CANNABINOIDS INCREASE LUNG CANCER CELL LYSIS BY LYMPHOKINE-ACTIVATED KILLER CELLS VIA UPREGULATION OF ICAM-1.
“Cannabinoids have been shown to promote the expression of the intercellular adhesion molecule 1 (ICAM-1) on lung cancer cells as part of their anti-invasive and antimetastatic action…
Cannabidiol (CBD), a non-psychoactive cannabinoid, enhanced the susceptibility of cancer cells to adhere to and subsequently lysed by LAK cells, with both effects being reversed by a neutralizing ICAM-1 antibody…
ICAM-1-dependent pro-killing effects were further confirmed for the phytocannabinoid Δ9-tetrahydrocannabinol (THC) and R(+)-methanandamide, a stable endocannabinoid analogue…
Altogether, our data demonstrate cannabinoid-induced upregulation of ICAM-1 on lung cancer cells to be responsible for increased cancer cell susceptibility to LAK cell-mediated cytolysis.

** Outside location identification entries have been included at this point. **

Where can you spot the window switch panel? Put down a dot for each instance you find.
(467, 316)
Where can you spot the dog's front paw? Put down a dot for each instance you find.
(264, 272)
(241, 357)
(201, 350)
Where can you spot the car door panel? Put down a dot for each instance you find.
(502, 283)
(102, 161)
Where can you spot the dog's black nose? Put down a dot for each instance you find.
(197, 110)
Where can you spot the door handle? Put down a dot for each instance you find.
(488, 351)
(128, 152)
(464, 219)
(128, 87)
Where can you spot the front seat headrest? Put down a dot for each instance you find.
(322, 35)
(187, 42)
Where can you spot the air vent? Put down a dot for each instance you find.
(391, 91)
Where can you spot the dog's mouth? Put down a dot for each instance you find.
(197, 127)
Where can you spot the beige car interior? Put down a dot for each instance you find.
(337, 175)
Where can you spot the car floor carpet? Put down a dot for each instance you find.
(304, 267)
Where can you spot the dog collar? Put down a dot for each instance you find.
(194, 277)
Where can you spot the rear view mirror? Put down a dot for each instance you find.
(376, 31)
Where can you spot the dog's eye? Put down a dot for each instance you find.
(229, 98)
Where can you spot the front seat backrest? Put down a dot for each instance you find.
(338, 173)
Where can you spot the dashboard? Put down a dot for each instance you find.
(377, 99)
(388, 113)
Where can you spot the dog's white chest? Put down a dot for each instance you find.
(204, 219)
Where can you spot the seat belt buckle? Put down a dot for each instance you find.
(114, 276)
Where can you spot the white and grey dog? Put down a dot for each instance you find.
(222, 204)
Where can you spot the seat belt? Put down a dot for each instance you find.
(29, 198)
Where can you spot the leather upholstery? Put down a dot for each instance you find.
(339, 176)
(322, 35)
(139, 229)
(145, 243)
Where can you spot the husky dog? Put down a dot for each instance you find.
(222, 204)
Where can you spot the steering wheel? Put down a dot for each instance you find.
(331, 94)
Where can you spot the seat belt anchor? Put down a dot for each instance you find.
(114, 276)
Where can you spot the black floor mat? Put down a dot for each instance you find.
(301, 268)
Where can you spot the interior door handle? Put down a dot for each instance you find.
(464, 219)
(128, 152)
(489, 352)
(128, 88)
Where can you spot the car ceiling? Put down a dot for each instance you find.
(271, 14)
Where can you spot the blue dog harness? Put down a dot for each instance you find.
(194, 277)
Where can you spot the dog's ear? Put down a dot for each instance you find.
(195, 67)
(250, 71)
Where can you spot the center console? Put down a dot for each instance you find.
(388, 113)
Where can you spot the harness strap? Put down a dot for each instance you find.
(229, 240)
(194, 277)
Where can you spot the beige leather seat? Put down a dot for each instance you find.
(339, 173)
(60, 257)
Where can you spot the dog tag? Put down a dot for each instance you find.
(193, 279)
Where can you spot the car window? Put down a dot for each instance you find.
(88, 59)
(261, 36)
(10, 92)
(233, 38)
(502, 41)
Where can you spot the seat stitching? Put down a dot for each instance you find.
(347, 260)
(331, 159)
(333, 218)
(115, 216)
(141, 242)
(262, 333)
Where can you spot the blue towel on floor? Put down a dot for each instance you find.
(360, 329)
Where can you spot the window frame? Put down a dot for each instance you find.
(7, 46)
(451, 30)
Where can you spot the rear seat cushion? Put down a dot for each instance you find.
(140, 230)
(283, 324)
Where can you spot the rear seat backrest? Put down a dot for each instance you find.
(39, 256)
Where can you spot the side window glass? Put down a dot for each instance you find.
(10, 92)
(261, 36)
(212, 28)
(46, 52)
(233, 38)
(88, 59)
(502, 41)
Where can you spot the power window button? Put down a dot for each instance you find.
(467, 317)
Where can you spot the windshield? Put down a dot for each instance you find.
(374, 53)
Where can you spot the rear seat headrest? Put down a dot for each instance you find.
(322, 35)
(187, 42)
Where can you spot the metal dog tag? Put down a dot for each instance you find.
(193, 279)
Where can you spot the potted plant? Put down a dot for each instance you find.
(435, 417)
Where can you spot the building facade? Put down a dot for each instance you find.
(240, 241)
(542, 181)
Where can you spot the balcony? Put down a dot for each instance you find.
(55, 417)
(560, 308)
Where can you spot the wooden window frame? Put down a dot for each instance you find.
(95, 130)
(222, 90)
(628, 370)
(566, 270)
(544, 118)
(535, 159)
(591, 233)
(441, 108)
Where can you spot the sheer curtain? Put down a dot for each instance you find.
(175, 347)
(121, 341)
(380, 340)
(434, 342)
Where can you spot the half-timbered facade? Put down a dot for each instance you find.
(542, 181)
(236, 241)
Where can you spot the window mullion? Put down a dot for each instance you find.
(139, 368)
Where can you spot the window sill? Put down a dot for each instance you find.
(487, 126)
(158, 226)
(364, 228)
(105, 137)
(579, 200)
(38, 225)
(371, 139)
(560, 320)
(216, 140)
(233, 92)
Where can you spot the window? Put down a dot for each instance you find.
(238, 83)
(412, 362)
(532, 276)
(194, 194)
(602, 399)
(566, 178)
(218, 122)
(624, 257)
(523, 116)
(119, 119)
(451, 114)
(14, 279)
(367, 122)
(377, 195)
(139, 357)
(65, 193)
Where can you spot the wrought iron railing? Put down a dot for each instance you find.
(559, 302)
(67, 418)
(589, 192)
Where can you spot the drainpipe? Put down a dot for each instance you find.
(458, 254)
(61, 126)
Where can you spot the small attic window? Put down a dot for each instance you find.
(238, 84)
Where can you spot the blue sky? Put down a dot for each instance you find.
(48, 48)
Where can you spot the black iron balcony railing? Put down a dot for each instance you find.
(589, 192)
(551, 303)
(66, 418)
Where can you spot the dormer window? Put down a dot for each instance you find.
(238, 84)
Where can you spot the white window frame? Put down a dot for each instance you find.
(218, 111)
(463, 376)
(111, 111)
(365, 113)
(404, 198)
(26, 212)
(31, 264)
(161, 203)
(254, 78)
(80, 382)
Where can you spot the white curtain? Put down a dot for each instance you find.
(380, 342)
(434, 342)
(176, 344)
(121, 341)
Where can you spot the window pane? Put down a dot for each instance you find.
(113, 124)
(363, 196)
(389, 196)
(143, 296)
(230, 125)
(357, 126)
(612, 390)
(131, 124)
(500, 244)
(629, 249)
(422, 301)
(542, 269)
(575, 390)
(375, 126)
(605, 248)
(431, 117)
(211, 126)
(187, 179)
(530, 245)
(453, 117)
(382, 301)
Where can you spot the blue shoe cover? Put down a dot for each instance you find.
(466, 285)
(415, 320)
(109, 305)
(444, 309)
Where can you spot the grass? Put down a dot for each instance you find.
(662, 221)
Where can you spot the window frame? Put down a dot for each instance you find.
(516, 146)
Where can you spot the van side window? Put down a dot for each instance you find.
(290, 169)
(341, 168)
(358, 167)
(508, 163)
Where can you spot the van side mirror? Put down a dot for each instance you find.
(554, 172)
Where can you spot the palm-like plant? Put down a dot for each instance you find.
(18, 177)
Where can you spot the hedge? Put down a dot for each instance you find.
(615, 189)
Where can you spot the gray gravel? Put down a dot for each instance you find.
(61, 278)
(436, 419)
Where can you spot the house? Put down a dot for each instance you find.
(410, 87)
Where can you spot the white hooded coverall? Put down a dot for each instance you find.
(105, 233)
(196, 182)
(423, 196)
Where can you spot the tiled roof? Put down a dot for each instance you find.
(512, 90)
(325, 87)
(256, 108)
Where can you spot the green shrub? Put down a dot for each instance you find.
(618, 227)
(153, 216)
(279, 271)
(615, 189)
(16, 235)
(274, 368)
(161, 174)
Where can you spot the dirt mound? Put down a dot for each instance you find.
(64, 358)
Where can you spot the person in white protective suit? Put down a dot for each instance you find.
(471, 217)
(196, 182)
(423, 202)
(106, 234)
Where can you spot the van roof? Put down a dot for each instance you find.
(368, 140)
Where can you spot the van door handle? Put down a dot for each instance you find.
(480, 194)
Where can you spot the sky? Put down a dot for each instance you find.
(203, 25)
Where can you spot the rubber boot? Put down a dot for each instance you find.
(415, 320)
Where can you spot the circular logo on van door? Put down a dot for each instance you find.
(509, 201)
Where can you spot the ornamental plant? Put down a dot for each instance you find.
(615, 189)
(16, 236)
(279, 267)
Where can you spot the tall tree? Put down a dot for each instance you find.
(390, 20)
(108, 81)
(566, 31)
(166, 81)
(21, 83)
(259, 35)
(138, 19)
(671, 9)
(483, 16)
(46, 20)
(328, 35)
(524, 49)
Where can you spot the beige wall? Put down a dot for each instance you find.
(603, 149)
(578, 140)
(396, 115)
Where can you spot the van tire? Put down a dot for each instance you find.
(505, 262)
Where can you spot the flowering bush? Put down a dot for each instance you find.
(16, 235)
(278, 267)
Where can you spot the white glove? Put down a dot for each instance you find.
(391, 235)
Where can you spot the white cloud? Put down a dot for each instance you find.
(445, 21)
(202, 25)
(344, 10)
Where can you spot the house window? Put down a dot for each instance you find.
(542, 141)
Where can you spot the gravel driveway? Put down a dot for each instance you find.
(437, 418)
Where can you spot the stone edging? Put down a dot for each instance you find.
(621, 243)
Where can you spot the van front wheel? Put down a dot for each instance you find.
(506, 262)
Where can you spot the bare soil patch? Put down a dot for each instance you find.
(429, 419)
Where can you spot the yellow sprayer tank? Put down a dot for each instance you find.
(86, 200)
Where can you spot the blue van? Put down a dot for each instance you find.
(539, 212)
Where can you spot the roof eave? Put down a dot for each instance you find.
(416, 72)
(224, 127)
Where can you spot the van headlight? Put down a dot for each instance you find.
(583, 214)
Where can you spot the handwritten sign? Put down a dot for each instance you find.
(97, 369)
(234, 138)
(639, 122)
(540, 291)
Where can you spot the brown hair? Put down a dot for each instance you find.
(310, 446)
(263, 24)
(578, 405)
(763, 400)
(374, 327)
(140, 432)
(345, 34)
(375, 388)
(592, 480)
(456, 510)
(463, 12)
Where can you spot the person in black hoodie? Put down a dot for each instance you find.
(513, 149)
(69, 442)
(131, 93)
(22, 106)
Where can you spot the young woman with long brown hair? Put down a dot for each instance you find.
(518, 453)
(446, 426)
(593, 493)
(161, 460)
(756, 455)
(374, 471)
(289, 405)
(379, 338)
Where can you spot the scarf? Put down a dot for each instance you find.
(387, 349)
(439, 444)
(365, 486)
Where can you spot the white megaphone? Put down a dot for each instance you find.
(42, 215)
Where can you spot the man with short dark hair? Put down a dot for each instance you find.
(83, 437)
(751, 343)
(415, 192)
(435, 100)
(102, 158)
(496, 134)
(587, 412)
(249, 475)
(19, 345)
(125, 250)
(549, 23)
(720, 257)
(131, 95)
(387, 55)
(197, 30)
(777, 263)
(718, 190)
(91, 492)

These findings provide proof for a novel antitumorigenic mechanism of cannabinoids.”
CANNABINOIDs INHIBIT angiogenic capacities of Endothelial cells via release of Tissue inhibitor of matrix metalloproteinases-1 from lung cancer cells.
“Cannabinoids inhibit tumor neovascularisation as part of their tumorregressive action.
However, the underlying mechanism is still under debate. In the present study the impact of cannabinoids on potential tumor-to-endothelial cell communication conferring anti-angiogenesis was studied…
Collectively, our data suggest a pivotal role of the anti-angiogenic factor TIMP-1 inintercellular tumor-endothelial cell communication resulting in anti-angiogenic features of endothelial cells.”
COX-2 and PPAR-γ confer cannabidiol-induced apoptosis of human lung cancer cells.
“Within the last decade, evidence has been accumulated to suggest an antitumorigenic action of cannabinoids elicited via induction of apoptosis and alternative anticarcinogenic mechanisms… cannabidiol has been shown to elicit pronounced proapoptotic or autophagic effects on different types of tumor cells
This study investigates the role of COX-2 and PPAR-γ in cannabidiol’s proapoptotic and tumor-regressive action. In lung cancer cell lines (A549, H460) and primary cells from a patient with lung cancer, cannabidiol elicited decreased viability associated with apoptosis… our data show a novel proapoptotic mechanism of cannabidiol involving initial upregulation of COX-2 and PPAR-γ…
Collectively, our data strengthen the notion that activation of PPAR-γ may present a promising target for lung cancer therapy.
In addition and to the best of our knowledge, this is the first report to provide an inhibitor-proven tumor-regressive mechanism of cannabidiolin vivo as well as a proapoptotic mechanism confirmed by use of primary lung tumor cells.
Against this background and considering recent findings supporting a profound antimetastatic action of cannabidiol, this cannabinoid may represent a promising anticancer drug.”